1974 saw the birth of the Religious Right. A group that’s become a powerful political force in the US: the core of George Bush’s support. A movement that advocates theocracy; believes much of secular society to be evil. A major segment of American society that’s aggressively dogmatic and narrow-minded. Intolerant, even hateful, towards non-believers and foreigners. That wants America to be a “Christian” nation. Is willing to sacrifice human rights to obtain their goal: a nation of true believers. This is the image of savage America coveted by social conservatives. 

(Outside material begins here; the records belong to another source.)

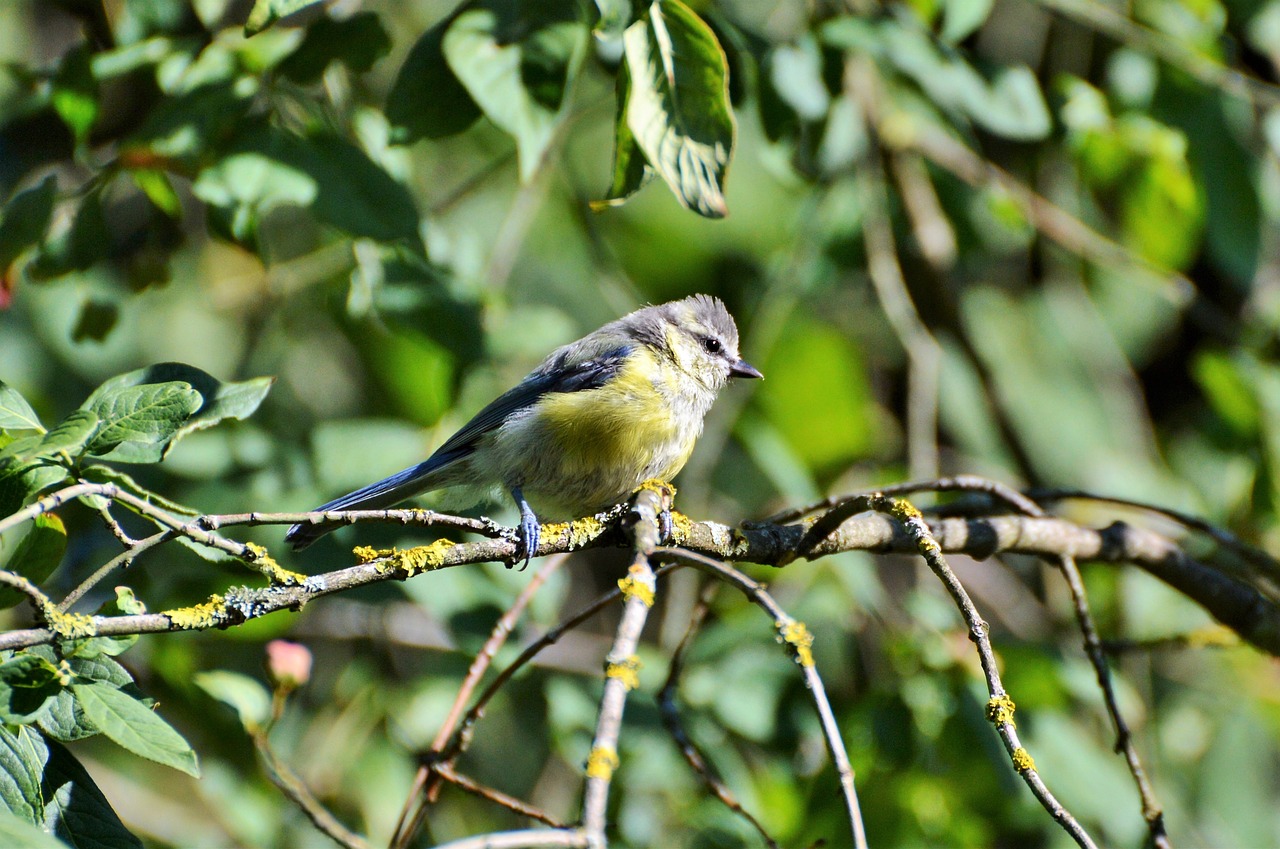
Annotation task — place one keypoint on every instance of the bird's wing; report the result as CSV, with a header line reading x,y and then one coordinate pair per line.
x,y
560,373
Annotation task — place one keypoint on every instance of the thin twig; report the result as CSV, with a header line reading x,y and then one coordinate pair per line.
x,y
1055,222
670,711
530,839
621,669
1000,706
424,788
1151,811
497,797
1252,555
799,642
283,777
120,561
923,354
115,528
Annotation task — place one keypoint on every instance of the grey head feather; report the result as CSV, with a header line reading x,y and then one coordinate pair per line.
x,y
649,324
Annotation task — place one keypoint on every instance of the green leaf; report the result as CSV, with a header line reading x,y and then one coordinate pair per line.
x,y
18,834
16,414
24,223
96,319
27,683
679,105
516,60
22,480
269,168
65,719
155,185
631,170
71,434
76,811
74,92
357,42
428,100
220,401
135,726
78,247
247,697
268,12
961,18
94,648
106,475
22,760
37,555
138,423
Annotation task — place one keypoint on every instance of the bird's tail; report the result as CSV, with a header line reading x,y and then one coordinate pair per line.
x,y
376,496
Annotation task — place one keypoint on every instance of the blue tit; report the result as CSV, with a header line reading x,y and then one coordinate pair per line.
x,y
598,418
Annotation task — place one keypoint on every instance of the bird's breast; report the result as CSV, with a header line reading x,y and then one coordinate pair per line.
x,y
595,446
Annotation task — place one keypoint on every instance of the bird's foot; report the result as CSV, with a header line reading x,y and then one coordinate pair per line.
x,y
529,534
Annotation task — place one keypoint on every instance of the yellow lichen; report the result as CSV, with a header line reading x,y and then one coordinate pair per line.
x,y
635,585
265,564
1000,710
71,626
1023,761
798,637
626,671
600,763
575,534
661,487
199,616
410,561
681,528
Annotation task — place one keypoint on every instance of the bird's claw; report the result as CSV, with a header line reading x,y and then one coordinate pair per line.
x,y
529,535
664,525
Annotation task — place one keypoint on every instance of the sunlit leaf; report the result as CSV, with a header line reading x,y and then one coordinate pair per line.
x,y
16,414
268,12
516,60
27,683
135,726
19,834
247,697
428,100
961,18
80,246
36,556
218,400
96,319
23,224
357,42
140,421
334,179
76,811
74,94
22,760
630,168
677,104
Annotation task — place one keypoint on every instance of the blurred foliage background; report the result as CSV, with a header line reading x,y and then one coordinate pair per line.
x,y
1034,240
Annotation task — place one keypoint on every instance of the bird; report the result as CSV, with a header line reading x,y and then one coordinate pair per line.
x,y
584,429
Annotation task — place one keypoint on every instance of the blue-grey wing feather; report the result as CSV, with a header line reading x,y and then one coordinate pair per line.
x,y
565,370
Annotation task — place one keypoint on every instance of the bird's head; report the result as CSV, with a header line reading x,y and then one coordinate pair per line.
x,y
700,338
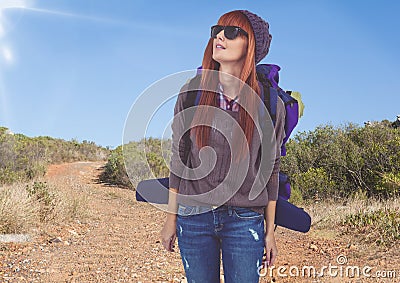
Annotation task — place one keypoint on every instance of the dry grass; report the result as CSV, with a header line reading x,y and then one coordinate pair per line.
x,y
18,212
26,206
331,219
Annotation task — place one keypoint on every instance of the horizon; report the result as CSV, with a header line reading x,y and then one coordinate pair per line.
x,y
73,69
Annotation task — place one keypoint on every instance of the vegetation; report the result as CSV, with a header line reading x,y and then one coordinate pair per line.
x,y
136,161
352,169
337,162
24,158
25,206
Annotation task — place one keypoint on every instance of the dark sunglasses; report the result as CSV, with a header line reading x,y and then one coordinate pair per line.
x,y
230,32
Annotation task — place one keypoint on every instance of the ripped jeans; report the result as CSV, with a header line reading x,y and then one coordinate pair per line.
x,y
204,232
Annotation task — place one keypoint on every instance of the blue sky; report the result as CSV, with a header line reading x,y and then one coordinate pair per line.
x,y
73,68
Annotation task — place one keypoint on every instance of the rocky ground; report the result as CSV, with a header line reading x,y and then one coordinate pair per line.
x,y
118,241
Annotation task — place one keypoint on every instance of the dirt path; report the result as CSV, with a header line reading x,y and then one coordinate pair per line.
x,y
118,241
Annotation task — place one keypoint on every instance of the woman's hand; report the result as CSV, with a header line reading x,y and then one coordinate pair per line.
x,y
271,251
168,233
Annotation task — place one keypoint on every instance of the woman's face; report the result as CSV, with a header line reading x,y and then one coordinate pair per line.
x,y
229,50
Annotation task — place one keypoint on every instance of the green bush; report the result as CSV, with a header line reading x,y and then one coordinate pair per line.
x,y
24,158
340,161
136,161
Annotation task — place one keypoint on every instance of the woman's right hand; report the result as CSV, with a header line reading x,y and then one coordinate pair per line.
x,y
168,233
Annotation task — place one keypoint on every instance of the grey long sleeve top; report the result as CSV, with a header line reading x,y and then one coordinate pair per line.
x,y
212,177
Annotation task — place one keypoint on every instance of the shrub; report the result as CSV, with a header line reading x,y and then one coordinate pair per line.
x,y
24,158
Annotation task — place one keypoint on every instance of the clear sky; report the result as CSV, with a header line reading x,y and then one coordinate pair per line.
x,y
73,68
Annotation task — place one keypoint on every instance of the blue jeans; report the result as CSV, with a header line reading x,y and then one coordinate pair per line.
x,y
236,231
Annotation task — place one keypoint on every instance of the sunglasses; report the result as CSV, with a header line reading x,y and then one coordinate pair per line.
x,y
230,32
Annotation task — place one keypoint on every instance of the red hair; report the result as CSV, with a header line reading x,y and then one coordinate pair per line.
x,y
210,80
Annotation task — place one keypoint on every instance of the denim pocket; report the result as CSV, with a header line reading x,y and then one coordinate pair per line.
x,y
246,213
185,210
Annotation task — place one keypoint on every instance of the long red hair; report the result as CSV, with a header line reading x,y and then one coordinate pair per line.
x,y
209,79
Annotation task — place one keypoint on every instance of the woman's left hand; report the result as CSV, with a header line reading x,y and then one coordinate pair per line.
x,y
271,251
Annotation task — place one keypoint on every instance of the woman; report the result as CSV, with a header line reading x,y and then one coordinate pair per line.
x,y
232,224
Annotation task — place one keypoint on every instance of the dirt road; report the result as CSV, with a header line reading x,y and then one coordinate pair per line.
x,y
118,241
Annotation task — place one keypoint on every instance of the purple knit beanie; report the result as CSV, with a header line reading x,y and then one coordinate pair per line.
x,y
261,34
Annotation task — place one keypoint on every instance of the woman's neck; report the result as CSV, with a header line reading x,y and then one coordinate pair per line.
x,y
229,78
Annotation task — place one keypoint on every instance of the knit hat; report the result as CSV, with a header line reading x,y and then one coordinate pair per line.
x,y
261,34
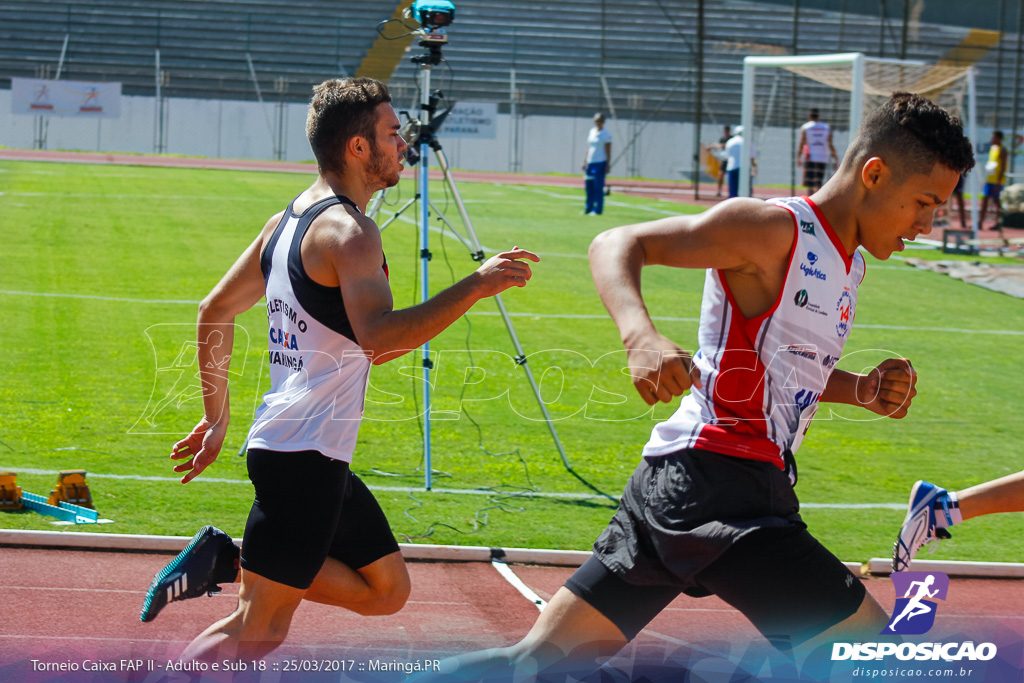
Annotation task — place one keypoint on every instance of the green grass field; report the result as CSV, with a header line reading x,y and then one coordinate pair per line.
x,y
102,266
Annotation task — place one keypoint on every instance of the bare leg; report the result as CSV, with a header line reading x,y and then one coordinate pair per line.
x,y
258,625
380,588
1003,495
863,625
568,632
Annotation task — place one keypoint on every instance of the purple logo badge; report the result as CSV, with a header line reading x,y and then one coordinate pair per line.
x,y
914,612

The final factor that accounts for the brutalization of America is the philosophy of the Bush Administration. George W. Bush and his closest advisers—Dick Cheney, Karl Rove, Donald Rumsfeld, and Condoleezza Rice—see the world as a jungle, where it is every person for his or herself. They believe survival in such a world requires the construction of fortress America: a society where the primary actor is the President as commander-in-chief and the primary instrument of public policy is the military. A nation where human rights are minimized in the interest of “national security.” An America that subjugates freedom to order. 

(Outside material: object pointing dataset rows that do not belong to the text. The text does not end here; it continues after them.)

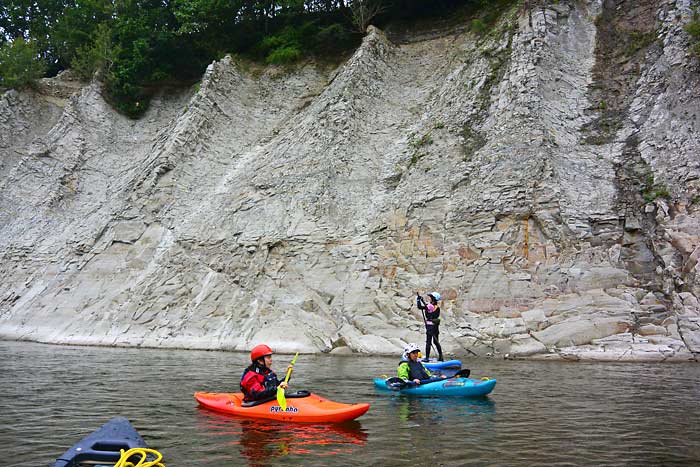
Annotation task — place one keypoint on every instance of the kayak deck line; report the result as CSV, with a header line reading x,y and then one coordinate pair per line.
x,y
304,408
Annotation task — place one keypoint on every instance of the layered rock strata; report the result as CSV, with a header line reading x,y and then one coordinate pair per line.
x,y
544,178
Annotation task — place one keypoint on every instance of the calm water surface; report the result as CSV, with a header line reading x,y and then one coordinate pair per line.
x,y
541,413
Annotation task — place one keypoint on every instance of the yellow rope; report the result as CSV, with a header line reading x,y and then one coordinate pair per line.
x,y
143,462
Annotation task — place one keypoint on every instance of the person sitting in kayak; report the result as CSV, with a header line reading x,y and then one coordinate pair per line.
x,y
258,381
431,317
411,369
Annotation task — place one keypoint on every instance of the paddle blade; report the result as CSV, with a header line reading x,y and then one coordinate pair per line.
x,y
281,399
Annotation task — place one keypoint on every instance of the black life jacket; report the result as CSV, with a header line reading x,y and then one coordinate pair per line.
x,y
270,382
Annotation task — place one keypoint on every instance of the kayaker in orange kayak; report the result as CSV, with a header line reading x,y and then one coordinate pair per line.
x,y
258,381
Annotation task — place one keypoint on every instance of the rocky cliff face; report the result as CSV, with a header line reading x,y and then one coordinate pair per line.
x,y
544,178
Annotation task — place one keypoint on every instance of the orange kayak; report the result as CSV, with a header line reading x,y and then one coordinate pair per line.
x,y
306,407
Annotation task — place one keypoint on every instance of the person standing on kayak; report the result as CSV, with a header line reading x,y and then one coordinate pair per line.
x,y
412,369
258,381
431,317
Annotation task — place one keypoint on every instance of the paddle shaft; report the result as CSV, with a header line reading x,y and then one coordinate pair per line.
x,y
425,321
291,365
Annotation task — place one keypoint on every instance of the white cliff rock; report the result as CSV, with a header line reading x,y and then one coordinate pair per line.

The Bush Administration believes not only that the President is above the law, but also that he defines the law. That the office of the President prescribes American reality. While giving lip service to democracy, they disdain majority rule, seek to form a plutocracy. This is the savage America revered by political conservatives. 

These three circumstances, and three somewhat different political philosophies, combined to produce the savage America the French and other Europeans fear. A brutal, crude America governed by one rule: might makes right. 

It’s hard to see this America. It helps to be outside the country, as we are at the moment, and to look at the United States from a distance. Still, it’s difficult to admit that the U.S. is on the decline while much of the first world is the ascent. Nonetheless, philosophers teach that ignorance is the inability to see things as they really are. And, the truth is that the United States has become a savage nation. A country that’s not only abandoning democracy, but also civil society.